Escape Debugging Hell with Test-Driven Development

Escape Debugging Hell with Test-Driven Development

Did you ever have days when you couldn't write a single line of code?

The task seems to be unbearable, so complex, and you probably need to refactor "this shitty thing you wrote last month". All your jump-on attempts end with Git Rollback on the file, and the same blank screen in the commit log as well as in your head.

How about turning it upside down - test it before you even start writing a thing? Yes, I know, TDD is overhyped and freaking complex, especially when it comes to trying to squeeze all the code you write into some sort of test (is this button becomes red if I add red color to it?).

Also, you might heard about TDD like it is something from high-end engineers who never write a function without covering it with zillion edge cases and a library of comprehensive mock factories.
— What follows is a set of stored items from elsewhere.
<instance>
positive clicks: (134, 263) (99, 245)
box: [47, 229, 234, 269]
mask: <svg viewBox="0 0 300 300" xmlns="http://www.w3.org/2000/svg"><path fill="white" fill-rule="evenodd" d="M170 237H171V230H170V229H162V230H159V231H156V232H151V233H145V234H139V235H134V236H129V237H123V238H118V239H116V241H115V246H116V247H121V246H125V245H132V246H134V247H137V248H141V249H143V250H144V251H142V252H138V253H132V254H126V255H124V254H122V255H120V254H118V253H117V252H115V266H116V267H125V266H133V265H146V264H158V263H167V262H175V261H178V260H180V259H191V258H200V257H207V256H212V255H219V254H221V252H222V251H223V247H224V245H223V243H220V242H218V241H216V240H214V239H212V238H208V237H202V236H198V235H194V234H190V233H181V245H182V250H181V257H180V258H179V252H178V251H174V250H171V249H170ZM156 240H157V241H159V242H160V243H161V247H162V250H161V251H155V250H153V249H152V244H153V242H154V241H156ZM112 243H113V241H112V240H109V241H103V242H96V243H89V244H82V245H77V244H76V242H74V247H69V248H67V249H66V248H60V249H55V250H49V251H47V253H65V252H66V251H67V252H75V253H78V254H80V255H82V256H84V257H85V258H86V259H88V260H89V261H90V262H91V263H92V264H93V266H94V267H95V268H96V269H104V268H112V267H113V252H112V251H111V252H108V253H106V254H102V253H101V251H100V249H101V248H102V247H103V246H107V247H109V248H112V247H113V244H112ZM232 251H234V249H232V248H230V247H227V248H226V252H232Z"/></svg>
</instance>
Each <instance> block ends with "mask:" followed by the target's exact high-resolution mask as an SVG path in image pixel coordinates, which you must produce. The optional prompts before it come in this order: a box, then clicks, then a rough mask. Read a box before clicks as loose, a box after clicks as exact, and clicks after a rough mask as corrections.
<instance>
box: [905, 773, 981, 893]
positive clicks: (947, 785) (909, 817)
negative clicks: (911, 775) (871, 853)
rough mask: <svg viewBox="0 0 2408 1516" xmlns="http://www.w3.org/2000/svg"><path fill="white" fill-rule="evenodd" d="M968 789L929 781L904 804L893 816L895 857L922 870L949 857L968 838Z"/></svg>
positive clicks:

But it's not only "coverage" moreover, TDD as a method for coding doesn't have anything in common with coverage metrics and SonarQube alerts.

It's about the way of thinking.

It’s an overwhelming overhead for simple pieces of code, but lifesaving is necessary for others.

Consider a task - you have a tree to walk through, and you need to apply something to its leaves. Sounds not straightforward, eh? Smells like recursion or like something scary from interviews like dynamic programming.

How do you approach it?

Will you jot some if-else and run the debugger on real data back and forth, waiting for the bundler to build and hoping that other cases will work out the same?

Wrong.

You've spent all day debugging and ended up with another "re-open" because the QA guys tried something different.

But how about this:

  1. Disconnect the function from the entire code completely, just a pure function with “in” and “out”.

  2. Write a test, just a happy and simple case

  3. Make it pass, not a big deal for the happy case, right?

  4. Write one more test, a different happy, or maybe the most common unhappy one

  5. Add "if" to the function to handle it

  6. Repeat

You can use test cases passed by your kind QA fella as a source for case ideas and, keep running "all tests" to catch the regression.

Do you have a 300-liner with if-else hell? Who cares? You have a working piece of software that passes all the tests!

Refactoring? Not a big deal since you have all cases covered and any tweak in the function will be tested and warned if something is off.

You are happily shipping the already tested task to your peer QA who's happy to close it ASAP.

Your manager is impressed by your quality rate, and your peers by the complexity of a task you could handle.

Your tech lead is happy with the coverage that grows even if there are no "explicit coverage tasks" assigned.